CUATRO ...pero hasta ahí y en eso Dyer toma la delantera y sale ganando. Porque uno de los momentos más desopilantes y delirantes y a la vez reflexivos de Los últimos días de Roger Federer tiene tiempo y lugar durante el covid-confinamiento cuando corre peligro su modesta "empresa faraónica". En sus palabras: "En el curso del viaje de uno por la vida continúan surgiendo muchas pequeñas cosas que sustituyen la falta de una meta mayor. Lo expreso con cierta verbosidad porque lo que tengo en mente es algo así como la ambición, concebida cuando cumplí los sesenta, de no volver a comprar champú". Así, Dyer no deja de robar botellitas de los hoteles y --cuando esas botellitas son reemplazadas por esos envases grandes fijados a las paredes de la ducha-- Dyer se mete allí con enormes tuppers donde ordeñarlas. Y, claro, la obligación de quedarse en casa por la pandemia obliga a usar lo almacenado.
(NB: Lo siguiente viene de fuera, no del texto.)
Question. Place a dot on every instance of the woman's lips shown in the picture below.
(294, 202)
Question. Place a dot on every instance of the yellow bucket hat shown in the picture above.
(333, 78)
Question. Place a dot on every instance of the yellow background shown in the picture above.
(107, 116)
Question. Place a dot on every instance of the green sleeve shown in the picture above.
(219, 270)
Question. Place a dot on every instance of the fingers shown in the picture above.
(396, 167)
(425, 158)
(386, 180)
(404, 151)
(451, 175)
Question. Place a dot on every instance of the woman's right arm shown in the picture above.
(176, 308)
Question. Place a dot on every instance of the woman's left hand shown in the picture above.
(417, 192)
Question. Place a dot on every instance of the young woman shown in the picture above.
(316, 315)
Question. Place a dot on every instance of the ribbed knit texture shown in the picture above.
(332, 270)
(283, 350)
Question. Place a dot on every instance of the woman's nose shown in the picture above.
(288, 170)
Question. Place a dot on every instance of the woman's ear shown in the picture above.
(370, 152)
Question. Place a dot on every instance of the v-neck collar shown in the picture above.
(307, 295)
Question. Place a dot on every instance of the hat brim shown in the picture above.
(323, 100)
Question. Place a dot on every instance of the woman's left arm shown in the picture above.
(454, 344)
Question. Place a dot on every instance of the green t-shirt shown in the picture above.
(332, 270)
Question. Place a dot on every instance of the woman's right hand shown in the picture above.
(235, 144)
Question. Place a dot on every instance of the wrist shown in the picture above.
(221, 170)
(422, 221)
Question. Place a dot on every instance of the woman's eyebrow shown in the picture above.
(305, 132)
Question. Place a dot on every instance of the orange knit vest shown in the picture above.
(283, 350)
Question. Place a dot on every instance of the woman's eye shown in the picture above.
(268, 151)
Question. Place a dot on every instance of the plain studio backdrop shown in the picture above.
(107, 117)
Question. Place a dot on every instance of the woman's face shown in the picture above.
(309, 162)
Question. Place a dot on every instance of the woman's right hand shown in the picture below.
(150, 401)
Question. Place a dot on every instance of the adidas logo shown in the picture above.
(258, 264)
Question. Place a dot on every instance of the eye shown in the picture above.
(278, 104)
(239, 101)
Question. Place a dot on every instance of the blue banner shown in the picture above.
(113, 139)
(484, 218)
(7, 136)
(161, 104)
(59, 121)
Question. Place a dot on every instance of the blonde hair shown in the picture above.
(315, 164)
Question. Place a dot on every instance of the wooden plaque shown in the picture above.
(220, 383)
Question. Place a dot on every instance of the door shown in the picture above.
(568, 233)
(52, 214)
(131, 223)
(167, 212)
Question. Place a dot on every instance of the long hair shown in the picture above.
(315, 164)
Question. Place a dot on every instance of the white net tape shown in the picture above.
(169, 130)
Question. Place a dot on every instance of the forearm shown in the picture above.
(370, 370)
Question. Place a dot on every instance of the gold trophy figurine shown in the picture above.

Y, pronto, la angustia: "A medida que se suceden las penalidades del coronavirus, esto apenas merece una mención (el impacto financiero de tener que comprar champú es incalculablemente pequeño), pero lo menciono precisamente porque no vale la pena mencionarlo". Aunque su sufrimiento dura poco porque --como tanto espécimen de su credo existencial-- "El proyecto del champú fue una de las cosas que hacían que mi vida fuera placentera y valiosa, y le dio un propósito que de repente desapareció o pareció completamente inútil. Hubo muchas cosas como esa, y ahora casi todas se han esfumado. Nunca he tenido grandes metas, ambiciones o sueños, pero siempre he tenido tantos pequeños planes, trucos, estratagemas, pasatiempos e intereses en marcha que nunca he sentido la falta de un propósito mayor o la necesidad de un mayor consuelo".

Por suerte, seguro, Dyer ya tiene un nuevo proyecto que resultará en nuevo libro.

 

Mientras tanto y hasta entonces, Rodríguez busca y encuentra una foto de Dyer y, sí, para su edad lo cierto es que Dyer tiene una cabellera evidiable y no tiene ni un pelo de tonto.